TL;DR
Navigating the world of private medical insurance in the UK can feel complex, but it doesn't have to be. As an FCA-authorised expert broker that has helped arrange over 900,000 policies, WeCovr is here to demystify the process. This guide breaks down exactly how private health cover works.
Key takeaways
- Getting a Quote: The initial information-gathering phase.
- Underwriting: How insurers assess your health and set policy terms.
- Policy Customisation: Tailoring your cover to match your needs and budget.
- Making a Claim: The practical process of using your insurance.
- Annual Renewal: What happens when your policy year ends.
Navigating the world of private medical insurance in the UK can feel complex, but it doesn't have to be. As an FCA-authorised expert broker that has helped arrange over 900,000 policies, WeCovr is here to demystify the process. This guide breaks down exactly how private health cover works.
Step-by-step from quotes and underwriting to claims and renewals
Private Medical Insurance (PMI) is a journey with several distinct stages. Think of it as a lifecycle: it begins with finding the right policy, continues through using its benefits if you need to, and concludes with an annual renewal where you reassess your needs. Understanding each step empowers you to make the best choices for your health and finances.
This comprehensive guide will walk you through:
- Getting a Quote: The initial information-gathering phase.
- Underwriting: How insurers assess your health and set policy terms.
- Policy Customisation: Tailoring your cover to match your needs and budget.
- Making a Claim: The practical process of using your insurance.
- Annual Renewal: What happens when your policy year ends.
What is Private Medical Insurance (PMI) and Why Consider It?
In simple terms, private medical insurance is a policy you pay for that covers the cost of private healthcare for specific conditions. It runs alongside the fantastic service provided by our National Health Service (NHS), offering an alternative route for diagnosis and treatment.
The Crucial Distinction: Acute vs. Chronic Conditions
This is the most important concept to understand. UK private health insurance is designed to cover acute conditions.
- Acute Condition: A disease, illness, or injury that is likely to respond quickly to treatment and lead to a full recovery. Examples include joint replacements, cataract surgery, hernia repair, and cancer treatment.
- Chronic Condition: A long-term condition that cannot be cured, only managed. Examples include diabetes, asthma, high blood pressure, and arthritis.
Standard PMI policies do not cover the routine management of chronic conditions. They also typically exclude pre-existing conditions—any health issue you had before your policy began. The focus is on getting you back to your normal state of health after a new, unexpected illness or injury.
Why Do People Choose Private Health Cover?
While the NHS provides excellent care, it faces significant pressures. According to the latest NHS England data, the waiting list for routine hospital treatment stands at over 7 million. Many people turn to PMI for:
- Speed of Access: Bypassing long NHS waiting lists for consultations, scans, and surgery is the number one reason people buy PMI.

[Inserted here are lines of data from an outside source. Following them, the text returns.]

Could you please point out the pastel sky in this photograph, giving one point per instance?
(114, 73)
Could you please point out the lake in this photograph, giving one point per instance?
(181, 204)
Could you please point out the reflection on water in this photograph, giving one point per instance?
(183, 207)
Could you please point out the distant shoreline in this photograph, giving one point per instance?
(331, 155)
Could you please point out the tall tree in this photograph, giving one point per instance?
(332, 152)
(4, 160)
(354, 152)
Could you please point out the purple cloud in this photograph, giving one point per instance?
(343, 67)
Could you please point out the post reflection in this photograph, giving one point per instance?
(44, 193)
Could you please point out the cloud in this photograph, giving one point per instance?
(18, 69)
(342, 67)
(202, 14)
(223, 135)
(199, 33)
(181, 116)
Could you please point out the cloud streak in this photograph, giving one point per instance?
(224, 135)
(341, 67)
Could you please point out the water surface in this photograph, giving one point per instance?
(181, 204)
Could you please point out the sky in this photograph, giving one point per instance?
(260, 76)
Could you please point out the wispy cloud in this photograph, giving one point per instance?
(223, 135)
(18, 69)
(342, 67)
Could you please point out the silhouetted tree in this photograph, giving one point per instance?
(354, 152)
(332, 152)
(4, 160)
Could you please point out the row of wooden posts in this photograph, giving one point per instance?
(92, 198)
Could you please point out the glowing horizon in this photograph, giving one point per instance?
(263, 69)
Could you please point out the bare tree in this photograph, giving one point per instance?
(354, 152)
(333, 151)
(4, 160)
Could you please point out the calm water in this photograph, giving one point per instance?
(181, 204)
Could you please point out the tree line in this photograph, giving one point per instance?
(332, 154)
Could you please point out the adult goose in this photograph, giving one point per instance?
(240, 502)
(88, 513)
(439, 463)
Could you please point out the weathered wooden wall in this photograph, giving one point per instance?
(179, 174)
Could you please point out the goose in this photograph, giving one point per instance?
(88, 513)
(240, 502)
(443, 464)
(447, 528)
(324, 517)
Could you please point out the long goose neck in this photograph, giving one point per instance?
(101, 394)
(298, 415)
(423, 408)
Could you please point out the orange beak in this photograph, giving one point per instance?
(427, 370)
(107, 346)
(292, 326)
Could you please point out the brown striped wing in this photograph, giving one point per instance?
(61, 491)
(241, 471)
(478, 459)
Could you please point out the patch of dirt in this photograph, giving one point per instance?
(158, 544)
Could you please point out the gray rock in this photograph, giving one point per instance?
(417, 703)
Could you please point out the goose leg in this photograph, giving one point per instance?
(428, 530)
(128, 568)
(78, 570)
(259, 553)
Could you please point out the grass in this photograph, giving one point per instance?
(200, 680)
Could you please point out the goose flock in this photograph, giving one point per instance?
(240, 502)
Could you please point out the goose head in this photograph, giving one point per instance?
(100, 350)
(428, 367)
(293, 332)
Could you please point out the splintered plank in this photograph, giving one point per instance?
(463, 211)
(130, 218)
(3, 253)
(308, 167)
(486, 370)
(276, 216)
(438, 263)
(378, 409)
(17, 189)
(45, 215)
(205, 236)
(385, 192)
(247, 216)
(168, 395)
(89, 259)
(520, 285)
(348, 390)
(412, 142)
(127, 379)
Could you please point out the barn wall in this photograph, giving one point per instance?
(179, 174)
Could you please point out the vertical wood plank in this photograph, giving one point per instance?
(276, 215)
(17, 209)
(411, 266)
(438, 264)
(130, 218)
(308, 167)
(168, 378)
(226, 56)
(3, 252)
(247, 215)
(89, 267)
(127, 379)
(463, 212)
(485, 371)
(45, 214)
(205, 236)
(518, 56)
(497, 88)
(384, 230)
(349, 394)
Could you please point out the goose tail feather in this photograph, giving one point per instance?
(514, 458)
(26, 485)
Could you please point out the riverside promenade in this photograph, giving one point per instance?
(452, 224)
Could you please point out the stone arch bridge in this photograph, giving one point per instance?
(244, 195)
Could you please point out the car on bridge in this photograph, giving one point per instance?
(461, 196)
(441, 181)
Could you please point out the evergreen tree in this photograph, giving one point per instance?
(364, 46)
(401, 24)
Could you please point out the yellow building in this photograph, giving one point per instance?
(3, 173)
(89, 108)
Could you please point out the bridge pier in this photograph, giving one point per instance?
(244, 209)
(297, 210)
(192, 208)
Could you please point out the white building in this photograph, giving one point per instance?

- Choice and Control: You can often choose your specialist and the hospital where you're treated, giving you more control over your healthcare journey.
- Comfort and Privacy: A key benefit is the likelihood of having a private en-suite room, rather than being on a general ward.
- Access to Specialist Treatments: Some policies provide access to drugs or treatments not yet available on the NHS due to funding decisions.
| Feature | NHS | Private Healthcare (with PMI) |
|---|---|---|
| Cost | Free at the point of use | Monthly/annual premium + excess |
| Waiting Times | Can be lengthy for non-urgent care | Significantly shorter |
| Choice of Hospital | Limited to your local NHS trust | Choice from an approved list |
| Choice of Specialist | Typically assigned a consultant | You can often choose your specialist |
| Accommodation | Usually a shared ward | Typically a private, en-suite room |
| Access to Drugs | Guided by NICE recommendations | May include drugs not yet on the NHS |
Step 1: Getting Your Private Health Insurance Quote
This is your starting point. To get an accurate quote, you'll need to provide some basic information. Insurers and brokers use this to calculate the risk and, therefore, the price (your premium).
Information You'll Need to Provide:
- Personal Details: Your date of birth, postcode, and whether you smoke. Age is the single biggest factor affecting cost.
- People to be Covered: Whether it's just for you, you and a partner, or your whole family.
- Level of Cover: What you want the policy to include (more on this below).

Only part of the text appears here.